From what I understand, when we run a GRU, e.g.
embed = nn.Embedding(vocab_size, embed_size)
gru = nn.GRU(embed_size, hidden_size, batch_first = True, bidirectional = True)
# src is a bsz x seqlen x vocab_size tensor
embedded_src = embed(src)
# embedded_src is a bsz x seqlen x embed_size tensor
out, hidden = gru(embedded_src)
# out is a tensor of seqlen x bsz x hidden_size * n_directions
# hidden is a tensor of n_directions * n_layers x seqlen x hidden_size
I’ve seen people concatenate the hidden state, but is it a misunderstanding to assume that out
and hidden
should be identical in any way? e.g. for Seq2Seq models I’ve seen this being done commonly to represent the hidden state:
# this operation doesn't matter if it's batch_first?
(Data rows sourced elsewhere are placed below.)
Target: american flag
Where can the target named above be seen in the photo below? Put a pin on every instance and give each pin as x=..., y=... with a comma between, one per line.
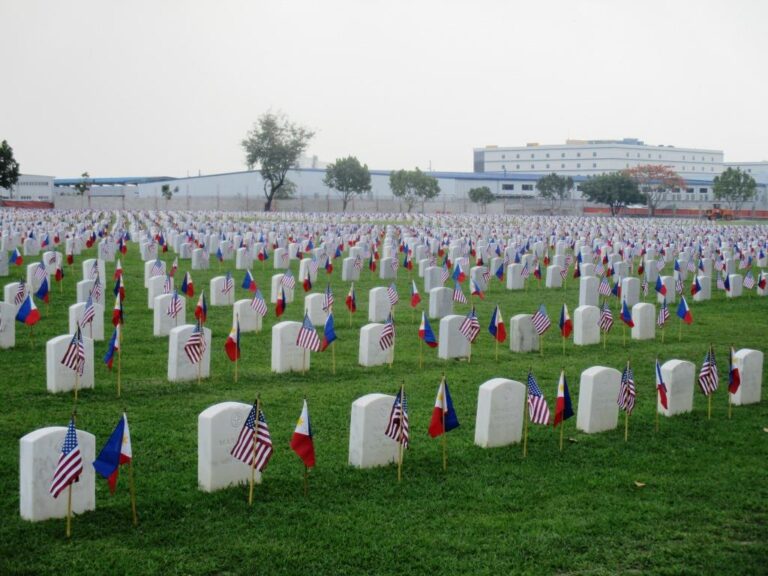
x=708, y=374
x=157, y=268
x=538, y=410
x=387, y=337
x=605, y=287
x=195, y=346
x=288, y=280
x=21, y=293
x=606, y=318
x=328, y=298
x=70, y=464
x=470, y=326
x=397, y=426
x=307, y=337
x=89, y=313
x=74, y=356
x=175, y=305
x=258, y=304
x=626, y=399
x=540, y=320
x=229, y=284
x=392, y=294
x=458, y=294
x=663, y=314
x=244, y=450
# returns a tensor of seqlen x n_directions * hidden_dim
context = torch.cat((hidden[-2, :, :], hidden[-1, :, :]), dim = 1)
My understanding from the documentation was that
# in batch_first case for 0th example
# o[0][-1] == context
It does seem to be the case for the forward part of the GRU output but not the reverse? Have I misunderstood something? Thanks!